OBJECTIVES: To characterize the incidence and characteristics of propofol-associated hypertriglyceridemia in coronavirus disease 2019 versus noncoronavirus disease 2019 acute respiratory distress syndrome. DESIGN: Single-center prospective, observational cohort study. SETTING: Medical ICU and regional infectious containment unit. PATIENTS: Patients with acute respiratory distress syndrome admitted from April 7, 2020, to May 15, 2020, requiring continuous propofol administration. INTERVENTIONS: None. MEASUREMENTS AND MAIN RESULTS: Of 50 patients enrolled, 54% had coronavirus disease 2019 acute respiratory distress syndrome. Median Acute Physiology and Chronic Health Evaluation II and Sequential Organ Failure Assessment scores were 35.5 (interquartile range, 30.2-41) and 8 (interquartile range, 6-9). Pao2/Fio2 ratio was 130.5 (interquartile range, 94.5-193.8). Patients with coronavirus disease 2019-associated acute respiratory distress syndrome experienced a higher rate of hypertriglyceridemia (triglyceride ≥ 500 mg/dL) than noncoronavirus disease 2019-associated acute respiratory distress syndrome (9 [33.3%] vs 1 [4.3%]; p = 0.014).

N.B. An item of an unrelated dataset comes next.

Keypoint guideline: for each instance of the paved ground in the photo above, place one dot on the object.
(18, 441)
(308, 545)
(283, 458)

Those with coronavirus disease 2019, compared with those without, received more propofol prior to becoming hypertriglyceridemic (median, 5,436.0 mg [interquartile range, 3,405.5-6,845.5 mg] vs 4,229.0 mg [interquartile range, 2,083.4-4,972.1 mg]; p = 0.027). After adjustment for propofol dose with logistic regression (odds ratio, 5.97; 95% CI, 1.16-59.57; p = 0.031) and propensity score matching (odds ratio, 8.64; 95% CI, 1.27-149.12; p = 0.025), there remained a significant difference in the development of hypertriglyceridemia between coronavirus disease 2019-associated acute respiratory distress syndrome and noncoronavirus disease 2019-associated acute respiratory distress syndrome. There was no difference between groups in time to hypertriglyceridemia (p = 0.063). Serum lipase was not different between those who did or did not develop hypertriglyceridemia (p = 0.545). No patients experienced signs or symptoms of pancreatitis. CONCLUSIONS: Patients with coronavirus disease 2019 acute respiratory distress syndrome experienced a higher rate of propofol-associated hypertriglyceridemia than noncoronavirus disease 2019 acute respiratory distress syndrome patients, even after accounting for differences in propofol administration.